When the flow of bile from the liver stops or is disrupted, known as cholestasis, bile acids accumulate in the liver. Elevated bile acid levels in the liver and serum are primary characteristic of cholestatic liver diseases and have been linked to the severe pruritus in these patients. The IBAT is primarily responsible for mediating the uptake of bile acids from the small intestine to the liver as part of a process known as enterohepatic circulation. Typically, approximately 95% of bile acids are recirculated via the IBAT to the liver. Accordingly, a product capable of inhibiting the IBAT would lead to less bile acids returning to the liver and represent a promising approach for treating cholestatic liver diseases.

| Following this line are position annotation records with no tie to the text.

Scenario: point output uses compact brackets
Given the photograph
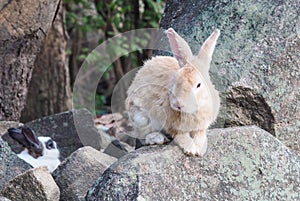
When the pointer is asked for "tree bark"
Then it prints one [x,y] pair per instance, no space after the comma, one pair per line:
[23,26]
[49,89]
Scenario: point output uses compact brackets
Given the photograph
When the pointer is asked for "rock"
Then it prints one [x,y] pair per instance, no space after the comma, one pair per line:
[79,172]
[242,163]
[10,164]
[4,125]
[117,149]
[3,199]
[35,184]
[256,62]
[61,127]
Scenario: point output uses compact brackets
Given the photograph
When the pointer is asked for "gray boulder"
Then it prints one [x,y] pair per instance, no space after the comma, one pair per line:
[256,61]
[79,172]
[62,128]
[242,163]
[35,184]
[3,199]
[10,164]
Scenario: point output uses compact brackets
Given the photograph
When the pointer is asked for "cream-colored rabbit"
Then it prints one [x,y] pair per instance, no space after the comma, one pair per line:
[175,94]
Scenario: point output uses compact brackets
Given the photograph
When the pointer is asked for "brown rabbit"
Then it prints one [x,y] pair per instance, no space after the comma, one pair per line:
[175,94]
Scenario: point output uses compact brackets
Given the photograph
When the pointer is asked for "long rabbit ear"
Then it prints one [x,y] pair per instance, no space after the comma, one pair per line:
[179,47]
[207,49]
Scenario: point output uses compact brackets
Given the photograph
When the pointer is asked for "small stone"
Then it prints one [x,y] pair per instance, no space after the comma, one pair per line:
[242,163]
[10,164]
[79,171]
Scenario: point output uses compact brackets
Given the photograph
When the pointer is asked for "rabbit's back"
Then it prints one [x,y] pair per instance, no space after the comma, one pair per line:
[152,82]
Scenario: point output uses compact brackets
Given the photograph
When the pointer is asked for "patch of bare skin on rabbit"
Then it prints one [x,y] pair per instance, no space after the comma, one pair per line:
[178,94]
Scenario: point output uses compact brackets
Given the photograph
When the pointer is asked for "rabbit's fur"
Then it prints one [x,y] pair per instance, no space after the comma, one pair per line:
[39,151]
[175,94]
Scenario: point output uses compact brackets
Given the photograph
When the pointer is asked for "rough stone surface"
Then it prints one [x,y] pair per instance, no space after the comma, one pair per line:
[10,164]
[242,163]
[256,62]
[35,184]
[61,127]
[4,125]
[79,172]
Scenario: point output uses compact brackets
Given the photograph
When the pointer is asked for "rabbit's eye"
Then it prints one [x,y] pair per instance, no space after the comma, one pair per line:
[50,144]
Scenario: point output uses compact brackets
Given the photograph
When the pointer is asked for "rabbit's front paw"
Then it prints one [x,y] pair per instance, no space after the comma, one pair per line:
[155,138]
[191,146]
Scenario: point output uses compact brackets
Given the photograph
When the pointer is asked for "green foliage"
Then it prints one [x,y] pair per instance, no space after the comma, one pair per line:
[113,17]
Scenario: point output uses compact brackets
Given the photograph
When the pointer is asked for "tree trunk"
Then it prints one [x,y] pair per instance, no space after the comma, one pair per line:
[23,26]
[49,89]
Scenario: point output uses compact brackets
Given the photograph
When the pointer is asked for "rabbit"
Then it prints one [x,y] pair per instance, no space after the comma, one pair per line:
[39,151]
[175,95]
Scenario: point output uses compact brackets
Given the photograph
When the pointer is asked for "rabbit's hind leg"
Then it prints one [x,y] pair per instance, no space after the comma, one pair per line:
[194,143]
[200,140]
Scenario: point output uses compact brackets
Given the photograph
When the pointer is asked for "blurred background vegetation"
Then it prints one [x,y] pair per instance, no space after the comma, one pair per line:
[89,23]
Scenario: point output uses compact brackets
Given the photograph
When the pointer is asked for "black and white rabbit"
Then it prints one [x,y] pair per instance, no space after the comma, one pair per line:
[39,151]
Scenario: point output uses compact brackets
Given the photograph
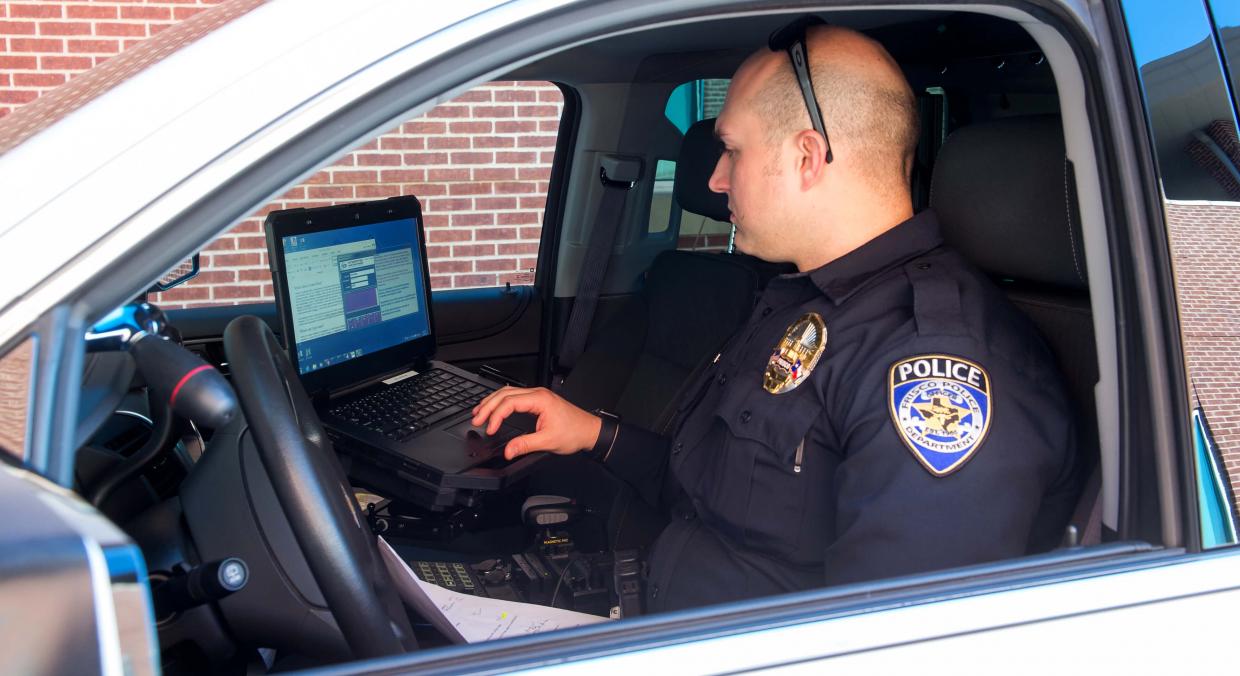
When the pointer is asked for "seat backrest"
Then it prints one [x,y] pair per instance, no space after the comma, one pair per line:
[690,304]
[1005,195]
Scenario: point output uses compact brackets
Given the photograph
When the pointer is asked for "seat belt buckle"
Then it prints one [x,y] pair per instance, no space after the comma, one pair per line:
[626,579]
[619,171]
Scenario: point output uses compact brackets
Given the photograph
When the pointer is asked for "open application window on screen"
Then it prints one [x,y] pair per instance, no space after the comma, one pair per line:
[354,292]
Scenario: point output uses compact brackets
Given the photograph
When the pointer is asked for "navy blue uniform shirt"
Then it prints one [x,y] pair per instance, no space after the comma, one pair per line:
[819,485]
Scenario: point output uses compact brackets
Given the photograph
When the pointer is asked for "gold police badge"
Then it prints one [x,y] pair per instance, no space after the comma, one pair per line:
[796,355]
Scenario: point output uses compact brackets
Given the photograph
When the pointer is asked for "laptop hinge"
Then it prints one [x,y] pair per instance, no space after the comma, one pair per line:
[389,377]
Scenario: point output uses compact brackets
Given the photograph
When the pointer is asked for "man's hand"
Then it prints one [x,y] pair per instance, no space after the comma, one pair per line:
[562,427]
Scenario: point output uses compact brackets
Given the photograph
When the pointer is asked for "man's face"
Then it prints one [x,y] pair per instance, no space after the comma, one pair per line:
[749,173]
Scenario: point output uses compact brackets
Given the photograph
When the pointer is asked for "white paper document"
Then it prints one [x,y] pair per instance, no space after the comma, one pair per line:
[465,618]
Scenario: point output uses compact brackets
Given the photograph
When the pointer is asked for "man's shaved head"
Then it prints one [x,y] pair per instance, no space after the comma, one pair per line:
[867,106]
[785,201]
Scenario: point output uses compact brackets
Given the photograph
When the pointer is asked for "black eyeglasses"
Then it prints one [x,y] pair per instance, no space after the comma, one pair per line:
[791,39]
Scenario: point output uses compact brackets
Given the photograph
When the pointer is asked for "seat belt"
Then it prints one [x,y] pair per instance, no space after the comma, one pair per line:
[619,174]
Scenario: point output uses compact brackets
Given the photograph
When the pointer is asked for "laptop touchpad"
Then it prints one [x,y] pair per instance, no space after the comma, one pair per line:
[478,434]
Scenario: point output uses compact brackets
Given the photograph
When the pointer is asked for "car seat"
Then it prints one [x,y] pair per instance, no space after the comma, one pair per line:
[690,304]
[1006,200]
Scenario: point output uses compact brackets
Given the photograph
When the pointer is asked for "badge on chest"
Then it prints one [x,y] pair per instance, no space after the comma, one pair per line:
[796,354]
[941,408]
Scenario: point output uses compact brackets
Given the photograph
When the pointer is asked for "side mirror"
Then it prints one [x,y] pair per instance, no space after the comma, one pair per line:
[184,272]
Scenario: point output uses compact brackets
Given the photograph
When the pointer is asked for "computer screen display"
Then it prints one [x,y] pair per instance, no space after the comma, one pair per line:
[354,292]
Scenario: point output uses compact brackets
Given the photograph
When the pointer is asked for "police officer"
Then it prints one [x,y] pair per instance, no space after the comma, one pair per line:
[885,411]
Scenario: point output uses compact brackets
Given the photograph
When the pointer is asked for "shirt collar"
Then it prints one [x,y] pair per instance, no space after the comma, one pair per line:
[845,275]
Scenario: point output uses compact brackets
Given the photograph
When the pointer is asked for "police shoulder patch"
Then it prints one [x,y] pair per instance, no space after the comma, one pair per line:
[941,408]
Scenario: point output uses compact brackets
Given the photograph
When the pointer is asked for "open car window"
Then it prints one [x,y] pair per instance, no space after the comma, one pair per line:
[480,164]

In addition to the effects on liver and serum bile acids, IBAT inhibition has also been shown in the clinic to decrease LDL cholesterol and increase GLP1 secretion (which is linked to decreased insulin resistance) and, in preclinical models, to decrease pro-inflammatory markers (such as tumor necrosis factor alpha, or Tnf-α), and profibrotic markers (such as collagen, type 1, alpha 1 and 2) in the liver. High cholesterol, insulin resistance, increased liver inflammation and fibrosis are all key hallmarks of NASH, making IBAT inhibition likewise a promising approach for treating NASH.
A4250 is currently being evaluated in a Phase 2 clinical trial in children with chronic cholestasis.